Here Ronny interrupted again:
“Well, but who made that one?”
“That,” said Naomi, “is something we haven’t found out yet. After we’d dug out all we could find, from the things in the chest, we decided to talk to Coosaw and Missouri and question them in such a way as not to let them know what we were really driving at, and find out what they knew. Coosaw was born on the place and so of course he was here, as a boy, when the old judge was alive. He had often told us so. We thought he would know who this Scipio was that it mentioned. We knew it must have been one of the slaves. So we got him to talk about old times one day and then asked him if he’d ever known a Scipio among the colored people here.
“And then you’d better believe that we jumped when he said: ‘Lawsy, missy, dat mah old pappy!’ We found that Scipio had been the judge’s personal servant, went with him everywhere, knew all the family secrets as well as his master, and was trusted with everything, even the judge’s money and valuables, often, when his master didn’t want to be bothered with them. Then we asked Coosaw what had happened to Scipio, finally, and he told us that the old judge and his faithful servant were injured at the same time. The judge had been to Beaufort and was driving home late one night with Scipio managing the horses. They were overtaken by a terrific thunder-storm as they were crossing a bridge. The horses took fright from the violent thunder and lightning and ran away, and the carriage was overturned on the bridge and dashed over the side. The old judge only lived two or three days after, and Scipio died four or five months later.”
“Then,” commented Ronny, soberly, “the only ones who knew the secret were both dead.”

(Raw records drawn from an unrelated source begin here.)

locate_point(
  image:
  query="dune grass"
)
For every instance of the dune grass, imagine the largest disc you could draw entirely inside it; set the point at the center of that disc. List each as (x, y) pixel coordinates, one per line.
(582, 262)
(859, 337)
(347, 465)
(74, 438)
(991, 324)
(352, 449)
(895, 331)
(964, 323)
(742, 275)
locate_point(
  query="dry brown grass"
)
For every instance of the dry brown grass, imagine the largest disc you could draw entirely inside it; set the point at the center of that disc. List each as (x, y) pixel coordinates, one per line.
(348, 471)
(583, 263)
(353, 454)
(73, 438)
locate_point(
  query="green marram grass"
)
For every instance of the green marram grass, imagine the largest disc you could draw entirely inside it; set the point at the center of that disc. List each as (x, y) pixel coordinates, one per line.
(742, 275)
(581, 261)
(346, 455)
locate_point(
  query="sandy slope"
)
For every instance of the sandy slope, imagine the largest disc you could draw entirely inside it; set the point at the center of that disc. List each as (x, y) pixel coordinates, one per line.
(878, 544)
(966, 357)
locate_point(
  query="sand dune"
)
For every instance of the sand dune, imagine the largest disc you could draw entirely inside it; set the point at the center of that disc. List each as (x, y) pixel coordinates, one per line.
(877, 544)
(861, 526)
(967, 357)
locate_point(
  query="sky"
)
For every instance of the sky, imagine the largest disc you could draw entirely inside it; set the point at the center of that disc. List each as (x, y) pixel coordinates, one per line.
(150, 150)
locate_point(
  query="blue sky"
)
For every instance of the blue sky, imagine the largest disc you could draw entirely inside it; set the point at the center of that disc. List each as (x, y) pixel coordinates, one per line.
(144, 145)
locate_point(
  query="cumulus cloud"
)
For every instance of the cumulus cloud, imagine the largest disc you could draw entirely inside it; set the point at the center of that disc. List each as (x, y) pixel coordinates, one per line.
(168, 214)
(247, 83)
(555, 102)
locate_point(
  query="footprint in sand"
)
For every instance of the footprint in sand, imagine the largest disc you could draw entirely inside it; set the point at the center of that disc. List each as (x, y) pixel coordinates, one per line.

“Exactly,” said Naomi. “After that we led Coosaw by roundabout ways to the subject of the sun-dial. He remembered it standing in its place in the center of the beautiful lawn when he was a small child. It had been placed there some years before he was born. After the old judge died it still stood there. The judge had left Cotesworth Hall, as it was really called, to his wife, whose unmarried name had been Harriet Stepney. Miss Harriet didn’t live more than a year or two longer than her husband, and when she died she left it to her brother, Winfield Stepney. He lived in another part of the State and never occupied the house, but gave it to his daughter, Lucilla, when she was married to Harvey Pettigrew. The slaves of course had gone with the place. By this time, Coosaw was fully grown and was the property of Miss Lucill’, as he calls her. And he says she trusted him as much as the old judge had trusted his father.

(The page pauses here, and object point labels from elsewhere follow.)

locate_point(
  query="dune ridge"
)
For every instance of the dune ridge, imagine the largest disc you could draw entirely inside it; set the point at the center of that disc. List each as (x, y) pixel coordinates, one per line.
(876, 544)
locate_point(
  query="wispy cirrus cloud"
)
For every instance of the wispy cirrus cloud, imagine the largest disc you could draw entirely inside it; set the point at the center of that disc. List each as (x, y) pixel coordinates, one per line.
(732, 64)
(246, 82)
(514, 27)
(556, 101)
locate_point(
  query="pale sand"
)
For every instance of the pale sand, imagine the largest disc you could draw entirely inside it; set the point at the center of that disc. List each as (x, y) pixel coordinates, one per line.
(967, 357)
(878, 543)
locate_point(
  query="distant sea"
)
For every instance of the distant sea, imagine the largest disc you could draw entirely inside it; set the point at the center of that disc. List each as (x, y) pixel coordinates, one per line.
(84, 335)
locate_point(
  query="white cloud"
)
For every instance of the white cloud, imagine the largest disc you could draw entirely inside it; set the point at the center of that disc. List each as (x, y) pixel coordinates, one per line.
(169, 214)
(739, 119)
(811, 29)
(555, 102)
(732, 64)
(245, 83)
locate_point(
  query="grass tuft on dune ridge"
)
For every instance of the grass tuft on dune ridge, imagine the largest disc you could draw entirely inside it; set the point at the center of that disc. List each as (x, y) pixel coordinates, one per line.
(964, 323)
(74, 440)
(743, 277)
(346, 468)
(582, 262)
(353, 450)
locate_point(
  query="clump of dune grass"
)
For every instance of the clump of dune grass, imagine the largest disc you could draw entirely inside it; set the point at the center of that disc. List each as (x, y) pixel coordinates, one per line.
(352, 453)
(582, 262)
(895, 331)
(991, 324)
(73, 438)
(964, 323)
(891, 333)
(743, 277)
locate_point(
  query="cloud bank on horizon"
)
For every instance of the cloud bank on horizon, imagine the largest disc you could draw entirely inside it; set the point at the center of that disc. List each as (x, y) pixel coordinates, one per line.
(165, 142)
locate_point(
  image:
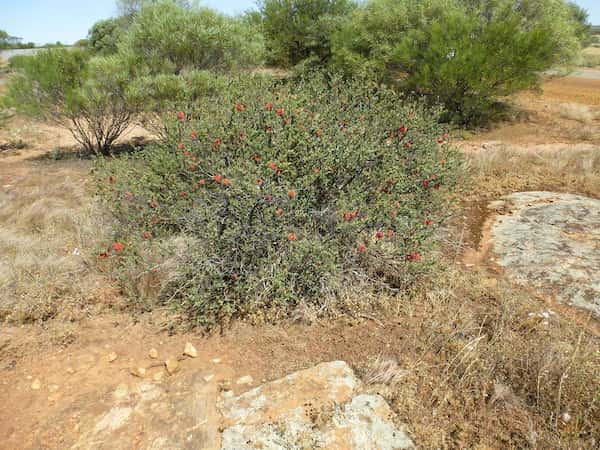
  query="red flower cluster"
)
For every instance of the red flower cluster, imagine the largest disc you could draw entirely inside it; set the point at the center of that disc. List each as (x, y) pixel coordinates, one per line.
(348, 216)
(415, 256)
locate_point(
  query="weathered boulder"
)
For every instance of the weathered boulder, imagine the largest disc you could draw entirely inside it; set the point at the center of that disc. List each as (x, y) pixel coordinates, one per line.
(315, 408)
(552, 242)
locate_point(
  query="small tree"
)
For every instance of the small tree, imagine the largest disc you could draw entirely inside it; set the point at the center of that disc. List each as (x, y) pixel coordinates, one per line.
(104, 35)
(296, 30)
(85, 96)
(463, 53)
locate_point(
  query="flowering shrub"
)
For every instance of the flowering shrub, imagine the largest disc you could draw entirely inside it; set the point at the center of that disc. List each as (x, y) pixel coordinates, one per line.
(283, 188)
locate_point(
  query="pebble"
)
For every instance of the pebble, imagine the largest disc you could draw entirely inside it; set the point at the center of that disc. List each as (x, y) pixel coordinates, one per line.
(158, 376)
(245, 380)
(190, 350)
(172, 365)
(138, 372)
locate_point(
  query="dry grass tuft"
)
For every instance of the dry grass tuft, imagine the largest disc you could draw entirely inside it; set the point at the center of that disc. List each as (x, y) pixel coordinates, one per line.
(484, 372)
(578, 112)
(505, 169)
(49, 231)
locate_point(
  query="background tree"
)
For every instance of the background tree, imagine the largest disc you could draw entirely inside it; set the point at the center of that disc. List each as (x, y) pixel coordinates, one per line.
(463, 53)
(104, 35)
(296, 30)
(65, 87)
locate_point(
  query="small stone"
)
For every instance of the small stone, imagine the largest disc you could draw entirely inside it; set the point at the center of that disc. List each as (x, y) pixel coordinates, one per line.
(245, 380)
(158, 376)
(172, 365)
(138, 372)
(227, 394)
(190, 350)
(121, 392)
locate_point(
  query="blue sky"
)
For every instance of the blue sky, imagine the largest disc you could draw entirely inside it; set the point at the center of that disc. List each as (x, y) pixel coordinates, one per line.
(67, 21)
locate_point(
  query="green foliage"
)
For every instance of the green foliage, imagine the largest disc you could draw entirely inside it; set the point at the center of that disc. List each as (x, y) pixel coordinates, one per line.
(300, 30)
(88, 97)
(464, 53)
(282, 191)
(104, 35)
(165, 38)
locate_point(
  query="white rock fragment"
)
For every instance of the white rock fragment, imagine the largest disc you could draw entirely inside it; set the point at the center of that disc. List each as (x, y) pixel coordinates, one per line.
(190, 350)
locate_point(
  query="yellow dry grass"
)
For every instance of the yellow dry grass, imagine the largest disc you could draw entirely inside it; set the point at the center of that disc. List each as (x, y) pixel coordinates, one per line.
(49, 228)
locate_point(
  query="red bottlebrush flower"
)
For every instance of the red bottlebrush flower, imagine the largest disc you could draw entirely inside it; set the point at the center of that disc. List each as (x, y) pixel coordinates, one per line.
(415, 256)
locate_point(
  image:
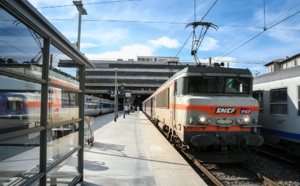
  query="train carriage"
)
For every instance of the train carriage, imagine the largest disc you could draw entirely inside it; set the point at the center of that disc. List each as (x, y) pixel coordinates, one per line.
(279, 96)
(209, 110)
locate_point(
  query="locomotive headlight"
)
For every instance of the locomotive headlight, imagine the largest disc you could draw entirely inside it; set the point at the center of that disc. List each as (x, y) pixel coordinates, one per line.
(245, 119)
(202, 119)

“But to come back to the sun-dial. We asked Coosaw if he knew what had happened to it and how it came to be all to pieces that way. He looked so queer the minute we asked him! First he said:
“ ‘No, missy, I ain’t know. Jest got dat way somehow, one night.’ Then he added, as if it were an afterthought, ‘Maybe Yankees smash um.’
“But I could see he was holding something back. So I looked him right in the eye and said:
“ ‘Coosaw, you really know about it, don’t you?’
“And he shuffled and fidgeted and finally he said:
“ ‘Yassum, missy. Ah right sho’ knows, but Ah ain’t fo’ tell. Miss Lucill’ she done mek me promise. Ah ain’t nebber tell no one, not even Missouri.’
“We knew we couldn’t get any more out of him, so we gave it up. But it set us thinking pretty hard. We asked him one more question, however, and it was whether he’d ever heard of any secret rooms or passages in the old house. We had understood that a good many of the old houses had them and wondered if this one did. We wanted to see if he knew about this one. He said:
“ ‘Sho’ dey is, but Ah ain’t know whar ’tis. Old Marse Hannibal knowed, an’ Scipio, but dey ain’t tell. Miss Lucill’ she know too. But Ah dunno how she found it out. She done told me once she found um an’ she say she show me whar ’tis, bimeby. But she go away fust an’ nebber come back. So Ah dunno.’ ”
“Golly!” murmured Ronny. “There certainly is something shady there! Wish we could put old Coosaw through the third degree. But, anyhow, go on, girls! Anything more? This sure is getting thicker and thicker.”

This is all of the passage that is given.